Local governments can delay incomplete permit applications, but have to provide a clear punch list of needed items. Otherwise…

States and localities may continue to enforce and condition approval on compliance with generally applicable building, structural, electrical, and safety codes and with other laws codifying objective standards reasonably related to health and safety.

Health and safety standards, though, do not include – the scientifically unsupported – fears that the radio frequency transmissions might cause harm.

Any list of building code conditions that must be met has to be issued along with the permit within 60 days. If that doesn’t happen, then the applicant can notify the local government in writing that the deadline has passed and get on with the work.

Unless the local government decides to take the matter to court within 30 days.
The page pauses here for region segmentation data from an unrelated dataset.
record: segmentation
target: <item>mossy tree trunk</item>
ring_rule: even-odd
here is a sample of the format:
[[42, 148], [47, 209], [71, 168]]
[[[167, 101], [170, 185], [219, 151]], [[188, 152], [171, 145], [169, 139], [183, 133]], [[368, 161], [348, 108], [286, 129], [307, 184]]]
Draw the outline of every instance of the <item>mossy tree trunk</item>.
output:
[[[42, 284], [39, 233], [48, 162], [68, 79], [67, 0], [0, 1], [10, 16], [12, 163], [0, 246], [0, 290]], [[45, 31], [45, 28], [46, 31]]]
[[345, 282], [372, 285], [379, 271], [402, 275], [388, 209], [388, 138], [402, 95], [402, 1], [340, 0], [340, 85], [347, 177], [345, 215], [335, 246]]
The scope for judicial review is as limited as the local agency’s authority, but not the time frame: everything slows down again to the speed of justice. Commissioner Ajit Pai’s declaration that “an applicant can start building on day 61” isn’t completely true.

I’m barely scratching the surface of the entire Report and Order, which runs 155 pages and deals with many other issues related to local review, such as environmental and historical preservation rules, temporary towers and the FCC’s general “shot clock” rule. And expect this ruling, too, to be challenged in federal court. Lots more to read and write about.